Voor Shaunak Sens All That Breathes is de verklaring daarvoor eenvoudig: de film heeft al in Sundance gedraaid en won daar bovendien de Grote Juryprijs voor Werelddocumentaires. Maar anders was de film wat mij betreft kandidaat geweest voor een slot in de belangrijkste festivalselectie ter wereld. Zeker gezien het teleurstellende niveau van de hoofdcompetitie tot nog toe.

All That Breathes, de enige Indiase film in Cannes, combineert bij vlagen adembenemend camerawerk met een gelaagde vertelling die het praktische en persoonlijke leven van twee islamitische broers in Delhi, die hun leven wijden aan het verzorgen van geblesseerde wouwen, afwisselt met flarden politieke problemen – waaronder de gevolgen van de tegen moslims gerichte Citizenship Act – en een dichterlijke blik op dierenleven in de grote stad. Met een reikwijdte van het persoonlijke via het politieke tot het poëtische, bezit de film voldoende soortelijk gewicht voor de hoofdcompetitie.
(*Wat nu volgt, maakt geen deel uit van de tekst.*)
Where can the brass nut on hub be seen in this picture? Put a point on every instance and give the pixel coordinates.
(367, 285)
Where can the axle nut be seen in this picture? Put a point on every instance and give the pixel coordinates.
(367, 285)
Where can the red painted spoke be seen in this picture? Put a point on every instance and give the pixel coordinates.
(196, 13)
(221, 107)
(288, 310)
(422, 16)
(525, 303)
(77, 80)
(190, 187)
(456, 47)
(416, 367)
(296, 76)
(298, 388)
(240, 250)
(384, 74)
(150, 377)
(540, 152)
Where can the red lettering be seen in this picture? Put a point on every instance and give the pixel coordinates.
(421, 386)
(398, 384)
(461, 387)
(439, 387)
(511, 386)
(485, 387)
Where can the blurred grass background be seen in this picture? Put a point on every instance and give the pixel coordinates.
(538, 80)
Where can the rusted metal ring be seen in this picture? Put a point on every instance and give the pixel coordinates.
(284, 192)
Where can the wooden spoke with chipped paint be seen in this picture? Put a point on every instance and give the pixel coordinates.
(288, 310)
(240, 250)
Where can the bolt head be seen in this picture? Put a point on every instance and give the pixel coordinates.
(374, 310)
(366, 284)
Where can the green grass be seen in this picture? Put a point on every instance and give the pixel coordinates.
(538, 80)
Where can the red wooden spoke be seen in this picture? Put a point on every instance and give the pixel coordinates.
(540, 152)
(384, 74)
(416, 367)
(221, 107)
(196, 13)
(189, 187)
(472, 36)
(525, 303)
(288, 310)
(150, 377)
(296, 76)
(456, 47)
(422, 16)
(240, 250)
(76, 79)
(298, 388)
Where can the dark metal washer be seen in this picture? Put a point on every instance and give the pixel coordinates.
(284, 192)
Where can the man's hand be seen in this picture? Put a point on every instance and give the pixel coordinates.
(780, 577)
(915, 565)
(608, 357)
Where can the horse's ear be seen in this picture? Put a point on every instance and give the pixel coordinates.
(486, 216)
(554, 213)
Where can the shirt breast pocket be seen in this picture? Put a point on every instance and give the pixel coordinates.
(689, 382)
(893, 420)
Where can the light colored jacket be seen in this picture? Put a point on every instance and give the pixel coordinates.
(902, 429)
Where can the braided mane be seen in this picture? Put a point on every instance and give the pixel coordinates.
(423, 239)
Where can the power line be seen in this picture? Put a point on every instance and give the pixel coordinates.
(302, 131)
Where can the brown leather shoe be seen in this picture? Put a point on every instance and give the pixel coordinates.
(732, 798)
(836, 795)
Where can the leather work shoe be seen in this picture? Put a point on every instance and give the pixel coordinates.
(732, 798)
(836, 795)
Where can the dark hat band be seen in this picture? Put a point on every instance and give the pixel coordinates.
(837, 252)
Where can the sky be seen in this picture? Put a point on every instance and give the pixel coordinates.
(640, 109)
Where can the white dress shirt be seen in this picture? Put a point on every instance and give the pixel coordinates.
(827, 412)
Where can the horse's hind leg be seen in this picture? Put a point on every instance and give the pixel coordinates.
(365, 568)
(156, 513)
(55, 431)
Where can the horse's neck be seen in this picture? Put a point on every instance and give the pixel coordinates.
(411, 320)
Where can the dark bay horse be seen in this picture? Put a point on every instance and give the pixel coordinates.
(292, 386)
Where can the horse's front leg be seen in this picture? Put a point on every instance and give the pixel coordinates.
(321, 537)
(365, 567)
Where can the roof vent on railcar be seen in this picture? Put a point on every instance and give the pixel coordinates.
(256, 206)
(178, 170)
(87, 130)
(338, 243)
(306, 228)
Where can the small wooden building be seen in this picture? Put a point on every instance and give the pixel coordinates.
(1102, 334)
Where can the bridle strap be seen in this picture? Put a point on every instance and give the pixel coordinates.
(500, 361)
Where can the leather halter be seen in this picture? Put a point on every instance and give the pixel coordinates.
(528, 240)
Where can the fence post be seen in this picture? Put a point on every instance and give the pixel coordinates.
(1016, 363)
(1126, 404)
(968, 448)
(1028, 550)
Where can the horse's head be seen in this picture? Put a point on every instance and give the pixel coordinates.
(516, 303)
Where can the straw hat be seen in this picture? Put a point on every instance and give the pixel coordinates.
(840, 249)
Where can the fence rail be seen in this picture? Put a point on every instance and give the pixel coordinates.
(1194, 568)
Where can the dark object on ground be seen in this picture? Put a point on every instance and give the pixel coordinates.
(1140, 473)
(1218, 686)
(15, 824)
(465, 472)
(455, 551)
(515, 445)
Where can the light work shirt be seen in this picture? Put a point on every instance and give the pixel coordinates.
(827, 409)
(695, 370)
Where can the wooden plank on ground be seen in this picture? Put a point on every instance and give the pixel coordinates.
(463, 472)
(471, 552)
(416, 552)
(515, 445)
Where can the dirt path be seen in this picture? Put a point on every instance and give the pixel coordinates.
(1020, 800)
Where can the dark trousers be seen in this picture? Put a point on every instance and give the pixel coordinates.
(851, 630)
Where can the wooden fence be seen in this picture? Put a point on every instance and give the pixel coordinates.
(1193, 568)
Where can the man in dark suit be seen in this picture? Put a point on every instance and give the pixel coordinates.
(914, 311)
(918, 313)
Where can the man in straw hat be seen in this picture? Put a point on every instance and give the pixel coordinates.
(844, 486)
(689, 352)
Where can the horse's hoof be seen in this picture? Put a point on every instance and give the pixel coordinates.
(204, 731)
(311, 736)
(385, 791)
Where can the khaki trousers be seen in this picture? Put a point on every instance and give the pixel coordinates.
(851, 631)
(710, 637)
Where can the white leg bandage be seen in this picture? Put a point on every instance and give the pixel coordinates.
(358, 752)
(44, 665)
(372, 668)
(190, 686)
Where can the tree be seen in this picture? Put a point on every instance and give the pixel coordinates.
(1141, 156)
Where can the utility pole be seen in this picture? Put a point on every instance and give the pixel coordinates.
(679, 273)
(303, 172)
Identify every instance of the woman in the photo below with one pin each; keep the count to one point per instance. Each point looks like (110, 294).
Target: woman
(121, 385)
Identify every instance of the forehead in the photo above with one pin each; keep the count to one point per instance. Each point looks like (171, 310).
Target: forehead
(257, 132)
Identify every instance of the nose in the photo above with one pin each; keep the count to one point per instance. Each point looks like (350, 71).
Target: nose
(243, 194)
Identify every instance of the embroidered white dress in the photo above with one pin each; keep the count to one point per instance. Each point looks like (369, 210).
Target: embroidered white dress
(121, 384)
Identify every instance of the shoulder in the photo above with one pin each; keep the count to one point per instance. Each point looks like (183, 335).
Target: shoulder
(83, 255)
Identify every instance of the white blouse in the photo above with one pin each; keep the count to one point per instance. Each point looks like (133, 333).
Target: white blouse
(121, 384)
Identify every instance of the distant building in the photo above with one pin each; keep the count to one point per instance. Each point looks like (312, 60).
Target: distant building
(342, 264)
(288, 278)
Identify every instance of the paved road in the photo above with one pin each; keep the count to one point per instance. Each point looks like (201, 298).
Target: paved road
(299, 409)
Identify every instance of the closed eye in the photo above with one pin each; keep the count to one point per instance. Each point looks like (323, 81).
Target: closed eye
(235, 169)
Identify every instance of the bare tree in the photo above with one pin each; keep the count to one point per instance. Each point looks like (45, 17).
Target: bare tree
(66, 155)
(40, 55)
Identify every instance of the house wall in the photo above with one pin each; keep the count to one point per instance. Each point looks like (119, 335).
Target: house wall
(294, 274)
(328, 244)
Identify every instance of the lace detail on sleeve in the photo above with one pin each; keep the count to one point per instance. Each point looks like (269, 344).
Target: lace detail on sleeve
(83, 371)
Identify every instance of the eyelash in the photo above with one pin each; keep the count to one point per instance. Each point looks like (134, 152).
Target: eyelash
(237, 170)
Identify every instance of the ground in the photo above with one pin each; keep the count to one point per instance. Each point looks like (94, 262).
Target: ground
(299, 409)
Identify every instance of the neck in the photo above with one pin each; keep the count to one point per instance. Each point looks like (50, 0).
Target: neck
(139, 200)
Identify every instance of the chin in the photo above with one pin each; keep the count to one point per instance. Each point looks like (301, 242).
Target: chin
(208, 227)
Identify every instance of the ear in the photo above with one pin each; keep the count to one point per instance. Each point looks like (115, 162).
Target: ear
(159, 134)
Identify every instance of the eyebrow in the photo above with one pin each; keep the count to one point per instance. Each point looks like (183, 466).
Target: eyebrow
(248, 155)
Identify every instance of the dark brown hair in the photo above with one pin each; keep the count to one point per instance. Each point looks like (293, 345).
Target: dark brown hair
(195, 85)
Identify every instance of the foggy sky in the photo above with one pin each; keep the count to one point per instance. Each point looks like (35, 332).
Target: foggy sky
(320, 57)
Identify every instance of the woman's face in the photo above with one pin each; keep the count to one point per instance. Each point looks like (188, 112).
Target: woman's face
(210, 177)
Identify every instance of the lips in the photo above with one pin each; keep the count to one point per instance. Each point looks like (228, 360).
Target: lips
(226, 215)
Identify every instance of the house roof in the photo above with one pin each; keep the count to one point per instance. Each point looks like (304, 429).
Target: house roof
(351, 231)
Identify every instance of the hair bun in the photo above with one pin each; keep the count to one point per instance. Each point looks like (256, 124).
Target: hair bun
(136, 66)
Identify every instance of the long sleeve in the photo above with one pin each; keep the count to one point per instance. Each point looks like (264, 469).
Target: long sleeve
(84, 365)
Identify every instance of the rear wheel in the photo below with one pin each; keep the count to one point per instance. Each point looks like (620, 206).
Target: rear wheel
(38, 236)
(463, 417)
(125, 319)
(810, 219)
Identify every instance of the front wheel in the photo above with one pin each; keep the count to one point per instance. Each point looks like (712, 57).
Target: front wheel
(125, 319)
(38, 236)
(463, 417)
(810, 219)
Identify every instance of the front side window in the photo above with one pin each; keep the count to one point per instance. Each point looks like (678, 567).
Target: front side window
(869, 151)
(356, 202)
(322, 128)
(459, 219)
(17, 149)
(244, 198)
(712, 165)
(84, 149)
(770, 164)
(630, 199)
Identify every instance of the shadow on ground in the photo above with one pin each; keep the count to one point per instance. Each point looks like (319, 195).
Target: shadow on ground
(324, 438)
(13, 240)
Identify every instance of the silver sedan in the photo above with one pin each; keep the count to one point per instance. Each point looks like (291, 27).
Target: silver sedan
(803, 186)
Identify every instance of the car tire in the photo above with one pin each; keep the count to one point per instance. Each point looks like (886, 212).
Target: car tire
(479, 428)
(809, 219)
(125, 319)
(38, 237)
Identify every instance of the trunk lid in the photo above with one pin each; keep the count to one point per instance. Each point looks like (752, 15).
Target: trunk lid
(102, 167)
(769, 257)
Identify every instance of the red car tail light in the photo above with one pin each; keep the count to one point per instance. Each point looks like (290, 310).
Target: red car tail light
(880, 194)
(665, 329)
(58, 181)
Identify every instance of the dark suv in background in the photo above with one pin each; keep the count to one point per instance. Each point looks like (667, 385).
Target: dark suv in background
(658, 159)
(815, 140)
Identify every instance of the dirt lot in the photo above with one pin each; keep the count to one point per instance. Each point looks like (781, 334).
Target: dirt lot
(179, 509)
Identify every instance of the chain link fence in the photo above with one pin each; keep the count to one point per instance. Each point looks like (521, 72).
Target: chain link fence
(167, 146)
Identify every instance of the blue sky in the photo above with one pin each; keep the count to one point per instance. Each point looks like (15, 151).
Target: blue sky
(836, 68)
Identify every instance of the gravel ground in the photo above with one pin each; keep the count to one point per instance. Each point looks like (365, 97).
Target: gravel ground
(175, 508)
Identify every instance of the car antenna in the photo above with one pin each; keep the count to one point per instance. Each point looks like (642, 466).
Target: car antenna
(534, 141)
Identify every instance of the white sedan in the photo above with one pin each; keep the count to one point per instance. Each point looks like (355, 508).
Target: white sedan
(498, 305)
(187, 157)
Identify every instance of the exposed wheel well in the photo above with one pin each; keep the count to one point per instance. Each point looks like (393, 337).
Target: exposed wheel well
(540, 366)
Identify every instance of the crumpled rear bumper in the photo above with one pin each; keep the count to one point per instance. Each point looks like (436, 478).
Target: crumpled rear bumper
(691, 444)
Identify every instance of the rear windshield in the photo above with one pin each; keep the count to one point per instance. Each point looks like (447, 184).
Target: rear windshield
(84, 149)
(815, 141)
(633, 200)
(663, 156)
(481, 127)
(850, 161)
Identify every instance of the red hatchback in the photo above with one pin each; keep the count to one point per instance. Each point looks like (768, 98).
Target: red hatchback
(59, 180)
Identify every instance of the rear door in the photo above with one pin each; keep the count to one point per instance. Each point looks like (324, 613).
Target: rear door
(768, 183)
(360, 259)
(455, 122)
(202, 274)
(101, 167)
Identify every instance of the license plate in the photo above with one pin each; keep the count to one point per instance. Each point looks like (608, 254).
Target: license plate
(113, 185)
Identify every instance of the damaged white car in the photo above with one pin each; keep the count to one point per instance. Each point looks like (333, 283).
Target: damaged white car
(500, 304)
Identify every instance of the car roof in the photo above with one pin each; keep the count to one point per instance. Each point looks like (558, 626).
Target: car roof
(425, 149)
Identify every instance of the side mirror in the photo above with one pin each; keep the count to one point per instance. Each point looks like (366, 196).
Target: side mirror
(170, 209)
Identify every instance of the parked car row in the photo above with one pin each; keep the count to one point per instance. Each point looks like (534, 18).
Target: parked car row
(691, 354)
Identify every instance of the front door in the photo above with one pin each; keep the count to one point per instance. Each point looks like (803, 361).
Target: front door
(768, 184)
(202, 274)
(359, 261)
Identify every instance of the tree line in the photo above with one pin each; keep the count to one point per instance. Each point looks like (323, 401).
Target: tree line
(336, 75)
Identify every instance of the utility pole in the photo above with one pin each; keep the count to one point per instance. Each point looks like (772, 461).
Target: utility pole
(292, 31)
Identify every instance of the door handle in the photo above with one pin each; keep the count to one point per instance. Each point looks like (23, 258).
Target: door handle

Daarin zou ook Patricio Guzmáns Mi país imaginario thuishoren, de ontroerendste film die ik tot nu toe zag. Guzmán (1941) staat bekend als de chroniqueur van het Pinochet-regime en boekstaafde vanaf La batalla de Chile (1975) niet alleen de opgang en ondergang van de democratische regering-Allende (1970-73), in de knop gebroken door de CIA-ondersteunde militaire coup door Pinochet (1973-90), maar ook de omgang met die geschiedenis in de decennia daarna. En nu keerde hij terug, als 78-jarige, naar een land dat hij, zoals hij zegt, de afgelopen dertig jaar alleen nog als een shoppingcentrum ervoer, om tot zijn enorme verbazing een nieuwe generatie activisten te ontdekken die binnen twee jaar alsnog gedaan lijkt te krijgen wat hemzelf en zijn kameraden destijds uit handen is geslagen: een nieuwe grondwet, een betere democratie voor een diverse bevolking, met waardigheid en gelijkwaardigheid voor elke burger.

De beelden van de straatrellen en de staat van beleg die daarop volgde, waarbij het leger op de demonstranten werd afgestuurd, zijn heftig. Er vallen doden. Maar historisch gezien is twee jaar een ontzettend korte tijd voor zo’n omwenteling. En door de bijna onwaarschijnlijk heldere manier waarop Guzmán deze andere generatie activisten portretteert, een generatie die niet, zoals hij, via politieke partijen de macht bevecht maar als een zuivere grassroots-beweging als vanuit het niets ontstond, ontstijgt de documentaire het specifieke land Chili. De film voelt als een blauwdruk (zoals Volkskrant-collega Berend-Jan Bockting het noemde) voor sociale revolutie op allerlei plekken, inclusief Nederland, en misschien wel overal ter wereld. Want als de feministen, de armen en de oorspronkelijke bewoners (en die lijst valt aan te vullen, afhankelijk van land en omstandigheden, met andere groepen die in het neoliberaal kapitalistisch patriarchaat in de hoek zitten waar de klappen vallen) zij aan zij optrekken, met een zo eerlijk mogelijke democratie als doel, is daar geen leger tegen opgewassen.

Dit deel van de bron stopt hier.